I can do what I want, and call it good.
But as Jesus taught and led a group of God-seekers He said something very different. Jesus – who the Apostle Paul also called “the image of God”, the clearest example of one who truly lived as God’s image in every way, Jesus said that simply doing what you want is the broad road that leads to destruction instead of the narrow way that leads to life.
Not only can you not murder, but you can’t indulge your anger instead of seeking reconciliation and forgiveness.
Not only can you not commit adultery, you can’t objectify people or entertain lust about others.
Not only can you not break an oath, you can’t make them at all because you are expected to simply tell the truth and do what you say in every instance, earning the trust of all who know you.
Not only can you not seek revenge, you are supposed to shame your enemy by doing good to them.
The citizens of God’s kingdom love their enemies, and pray for those who persecute them.
The give to the needy and try to avoid being seen or given any reward.
They pray humbly and discreetly.
They don’t obsess over wealth or possessions, being careful to have a health relationship to money.
They don’t fear tomorrow, believing that God will care for their immediate needs.
I know, some of you are thinking “there goes, Borden, doing the Sermon on the Mount again.” I’ve been ending up back there a lot, I can’t seem to help it, because I look at the world and I look at the Church and I see that we need it. Because to quote that very teaching of Jesus one more time:
“Not everyone who says to me, ‘Lord, Lord,’ will enter the kingdom of heaven, but only the one who does the will of my Father who is in heaven.”
Not whatever we want, but the will of my Father who is in heaven.
Conclusion
How do you become a person who can do the will of our heavenly Father?
By letting God form you.
First you have to decide what to do about the serpent and his temptation that resonates all the way from the beginning to now. Are you God, who gets to decide what is good and evil? Or are you God’s image, who needs help to do things God’s way? Are you accountable to a king? Or do you get to do what you want?
For those who want to live faithfully as God’s images and push back against the curse of the fall, let us seek spiritual formation. Learning from God’s Word to better understand His will. Turning regularly to Him in prayer to find the strength and discernment to do His will. Joining together in community to be encouraged and find good examples of doing His will.
What could you do this week? Maybe the Genesis reading I’ve been nagging you about? You could combine and prayer and scripture on your own in something like the Lectio Divina we practiced today. Read, reflect, and pray over a small section. Or build up a habit of short and regular prayer. Set your watch to remind you a few times a day to pray. Memorize a short prayer you repeat when you feel stressed or overwhelmed or any other time. “Jesus, son of David, have mercy on me…”

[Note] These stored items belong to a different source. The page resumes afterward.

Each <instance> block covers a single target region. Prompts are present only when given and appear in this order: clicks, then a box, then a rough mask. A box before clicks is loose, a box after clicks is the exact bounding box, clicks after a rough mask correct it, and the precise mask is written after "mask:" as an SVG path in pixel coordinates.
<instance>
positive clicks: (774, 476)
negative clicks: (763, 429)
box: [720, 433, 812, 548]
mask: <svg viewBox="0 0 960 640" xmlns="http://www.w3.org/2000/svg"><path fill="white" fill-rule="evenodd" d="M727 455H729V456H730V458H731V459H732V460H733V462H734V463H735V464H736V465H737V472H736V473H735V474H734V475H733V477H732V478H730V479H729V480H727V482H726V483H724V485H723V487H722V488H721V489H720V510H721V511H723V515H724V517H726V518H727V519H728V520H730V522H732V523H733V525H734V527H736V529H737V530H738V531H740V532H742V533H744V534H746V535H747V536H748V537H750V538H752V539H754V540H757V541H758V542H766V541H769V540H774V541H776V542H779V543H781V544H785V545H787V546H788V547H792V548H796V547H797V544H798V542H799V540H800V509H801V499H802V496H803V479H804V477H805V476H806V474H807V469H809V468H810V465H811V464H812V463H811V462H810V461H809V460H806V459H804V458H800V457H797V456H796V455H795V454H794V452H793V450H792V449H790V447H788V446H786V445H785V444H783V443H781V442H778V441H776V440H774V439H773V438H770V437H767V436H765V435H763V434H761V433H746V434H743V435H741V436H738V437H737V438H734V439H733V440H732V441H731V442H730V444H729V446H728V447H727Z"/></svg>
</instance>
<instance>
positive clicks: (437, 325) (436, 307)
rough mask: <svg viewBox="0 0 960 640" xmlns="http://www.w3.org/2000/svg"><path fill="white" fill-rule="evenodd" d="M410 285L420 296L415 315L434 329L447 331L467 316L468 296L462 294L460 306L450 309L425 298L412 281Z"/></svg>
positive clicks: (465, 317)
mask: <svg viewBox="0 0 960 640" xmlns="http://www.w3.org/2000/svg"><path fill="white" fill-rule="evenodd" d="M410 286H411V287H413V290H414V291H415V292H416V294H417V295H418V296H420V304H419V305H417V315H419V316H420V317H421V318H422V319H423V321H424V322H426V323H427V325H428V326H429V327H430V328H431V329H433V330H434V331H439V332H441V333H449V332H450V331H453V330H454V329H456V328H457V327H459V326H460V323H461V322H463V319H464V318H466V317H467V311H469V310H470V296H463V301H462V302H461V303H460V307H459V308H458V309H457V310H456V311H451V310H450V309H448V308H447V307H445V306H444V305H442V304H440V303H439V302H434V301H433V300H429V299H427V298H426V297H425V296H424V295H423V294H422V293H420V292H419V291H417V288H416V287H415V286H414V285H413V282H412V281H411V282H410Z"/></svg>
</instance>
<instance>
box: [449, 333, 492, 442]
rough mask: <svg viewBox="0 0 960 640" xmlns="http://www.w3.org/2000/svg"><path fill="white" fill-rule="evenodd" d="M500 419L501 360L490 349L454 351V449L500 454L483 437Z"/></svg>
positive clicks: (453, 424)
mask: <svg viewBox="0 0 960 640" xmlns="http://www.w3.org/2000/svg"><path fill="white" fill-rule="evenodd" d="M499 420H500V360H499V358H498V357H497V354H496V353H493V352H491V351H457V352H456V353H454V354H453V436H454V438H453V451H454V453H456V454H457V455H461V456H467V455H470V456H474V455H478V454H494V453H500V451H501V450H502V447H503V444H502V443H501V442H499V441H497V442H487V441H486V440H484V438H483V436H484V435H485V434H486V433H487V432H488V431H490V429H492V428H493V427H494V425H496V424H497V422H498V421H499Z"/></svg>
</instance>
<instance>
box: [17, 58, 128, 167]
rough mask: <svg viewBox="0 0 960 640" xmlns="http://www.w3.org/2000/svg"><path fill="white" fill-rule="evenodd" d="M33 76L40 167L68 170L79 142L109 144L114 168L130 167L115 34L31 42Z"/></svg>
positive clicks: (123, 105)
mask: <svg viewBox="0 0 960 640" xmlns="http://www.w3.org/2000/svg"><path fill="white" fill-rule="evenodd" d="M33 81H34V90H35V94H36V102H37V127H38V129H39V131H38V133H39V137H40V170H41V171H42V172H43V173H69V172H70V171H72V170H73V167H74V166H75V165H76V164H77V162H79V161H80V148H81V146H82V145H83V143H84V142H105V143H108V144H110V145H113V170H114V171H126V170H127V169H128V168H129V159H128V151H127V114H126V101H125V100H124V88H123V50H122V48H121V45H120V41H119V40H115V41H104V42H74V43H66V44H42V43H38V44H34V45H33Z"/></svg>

I’ll keep trying to offer options and tools and encouragement this season. But only you can decide if you actually need it. If you actually want to be formed, or would prefer to just do what you want, wherever that leads.
Let me offer a closing prayer to reflect together…
Lord God, search our hearts. Help us to see if it is true that we desire to do your will, or if we mainly care about enacting our own will.
Am I ruling on your behalf as your image? Or am I trying to be God in my relationships. In my finances. In my business practices. In my online activity. As a parent, grandparent, spouse, child, or friend.
As we come now to the Lord’s Table, we acknowledge that we are fallen people. Made in the image of God, but corrupted by rebellion against you. We need the body given for us, and the blood shed for us. Help us to recognize our need for your grace, and to have faith in the power of your forgiveness as we do this in remembrance of you. And in remembrance of you in this coming week may we invite you to form us that we might be more like your Son who gave all for us. Amen.